Born: Los Angeles, California

Education: San Gabriel Academy, 1971

Walla Walla College, 1975

Major: Business Education

School: Orcas Christian School

Teaches: Primary Room, ages 6–9

Kathy Roosma and her husband, Tom, are on the teaching staff at the Orcas Christian School (OCS) on Orcas Island, one of the San Juan Islands in Washington's Puget Sound. The six-year-old OCS, which was built on a campus designed to look like a New England village, is an Adventist school with a special mission, since about 93 percent of the students don't come from Adventist families.

“A lot of the kids here aren’t even Christians,” Kathy relates. “I was reading an Old Testament story about Abraham, and one of my first-graders said, ‘That’s not true.’ I said, ‘Yes it is; it is in the Bible.’ He said, ‘That is not true. It is just made up.’ So we looked it up and he was amazed.”

Since many of the students have not heard the stories of Jesus, the teachers start with Jesus first. “We are not a school trying to proselytize,” Tom says. “We are a school trying to introduce people to Jesus, and that is what we see as our mission.”

Kathy and Tom moved to Orcas Island for the 1999 school year. Kathy teaches the youngest students, ages 6 through 9, while Tom teaches the 10- and 11-year-olds. Both use the Integrated Thematic Instruction (ITI ) method and cooperate on the different units.

Kathy’s Primary Room has an atmosphere of a family home with table lamps, plants and soft classical music. Instead of using desks, children work together at several round tables.

“The kids are so young at this age, and they develop their skills at different speeds,” she explains. “I try to provide lots of different activities and experiences, because it clicks at different times and on different days for each kid."

Except for math, Kathy teaches the same thing to all the students. “If I am teaching how to put a suffix on the end of a word, I will do it for the whole group. Some of the younger kids don’t have a clue what I am talking about, but some of them are right there with me.

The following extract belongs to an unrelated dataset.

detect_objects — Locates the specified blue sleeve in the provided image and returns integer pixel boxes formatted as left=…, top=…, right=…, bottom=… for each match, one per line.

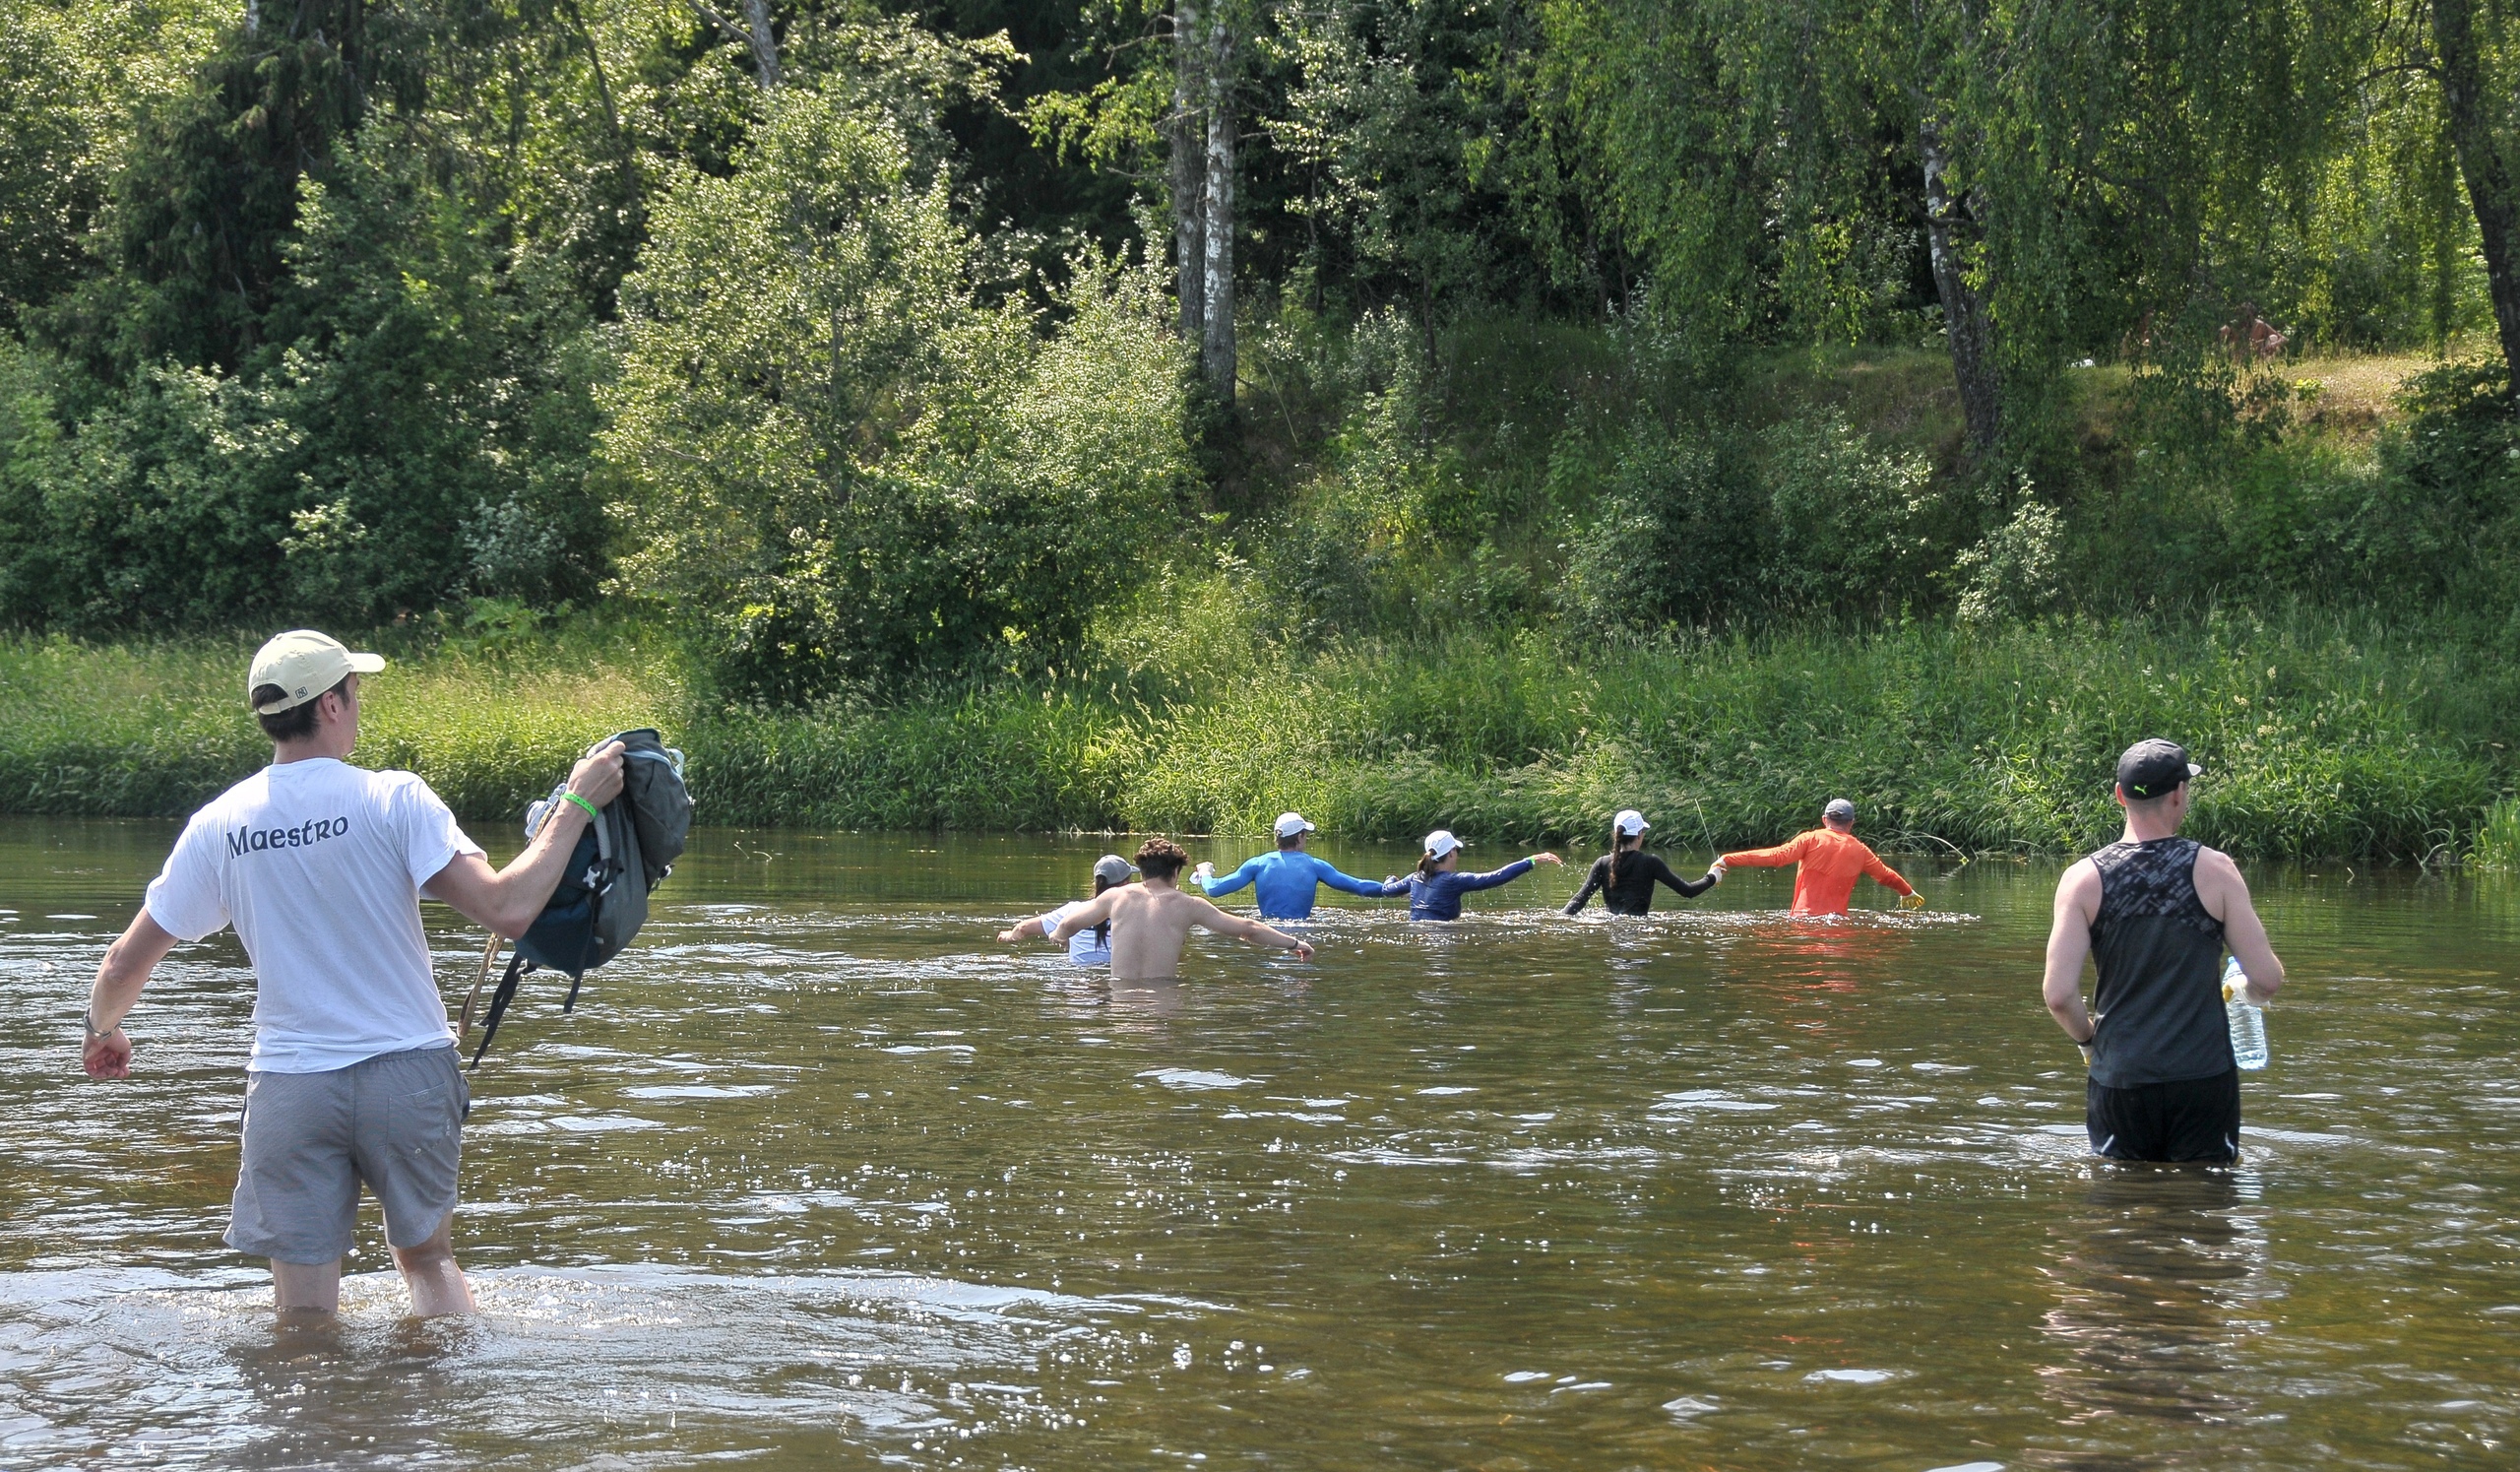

I just have the attitude that this is what we are learning today. If the younger kids don’t understand it now, they will have other times to get it.”

The week after spring break, they started a unit on light and color. Worship involved a lesson on the theme, as did lessons in reading, writing, spelling, science and math. “They love what they are learning, they are engaged in what they are doing, and they stay connected and involved,” Kathy says.

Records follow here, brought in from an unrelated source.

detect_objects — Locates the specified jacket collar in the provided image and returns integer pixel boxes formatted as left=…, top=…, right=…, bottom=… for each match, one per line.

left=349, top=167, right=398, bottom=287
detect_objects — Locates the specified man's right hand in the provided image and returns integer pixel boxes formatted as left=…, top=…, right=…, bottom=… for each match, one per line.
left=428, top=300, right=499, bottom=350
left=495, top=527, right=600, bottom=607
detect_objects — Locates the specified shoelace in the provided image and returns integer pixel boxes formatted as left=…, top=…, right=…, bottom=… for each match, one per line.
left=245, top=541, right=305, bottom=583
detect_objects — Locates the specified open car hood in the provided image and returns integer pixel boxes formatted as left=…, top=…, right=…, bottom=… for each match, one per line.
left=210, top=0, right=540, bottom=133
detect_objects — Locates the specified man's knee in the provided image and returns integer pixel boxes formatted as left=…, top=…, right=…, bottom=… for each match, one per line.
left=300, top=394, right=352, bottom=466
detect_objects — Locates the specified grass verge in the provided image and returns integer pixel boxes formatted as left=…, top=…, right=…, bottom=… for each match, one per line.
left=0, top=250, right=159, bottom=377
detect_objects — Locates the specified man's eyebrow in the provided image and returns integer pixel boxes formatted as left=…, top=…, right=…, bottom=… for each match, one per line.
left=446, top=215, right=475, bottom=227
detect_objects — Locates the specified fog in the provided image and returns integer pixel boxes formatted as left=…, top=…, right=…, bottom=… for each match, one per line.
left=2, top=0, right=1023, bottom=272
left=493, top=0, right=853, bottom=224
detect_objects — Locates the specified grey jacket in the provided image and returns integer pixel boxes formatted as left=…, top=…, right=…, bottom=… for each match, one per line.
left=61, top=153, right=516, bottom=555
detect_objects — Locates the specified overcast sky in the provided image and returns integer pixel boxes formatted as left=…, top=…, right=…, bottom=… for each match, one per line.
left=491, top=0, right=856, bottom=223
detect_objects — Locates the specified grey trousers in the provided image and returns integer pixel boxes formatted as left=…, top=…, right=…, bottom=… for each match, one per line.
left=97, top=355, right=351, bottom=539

Roger Worley, OCS high school team leader, says that Kathy is able to effectively convey what each teacher feels in her heart—"I love my kids." She wants them to know that Jesus loves them, that He’s forgiven them, and, if they have had a bad day or a bad life, He couldn’t love them more or less. As Roger explains, Kathy "is so clear in her vision for her students that they pick it up and sense it.”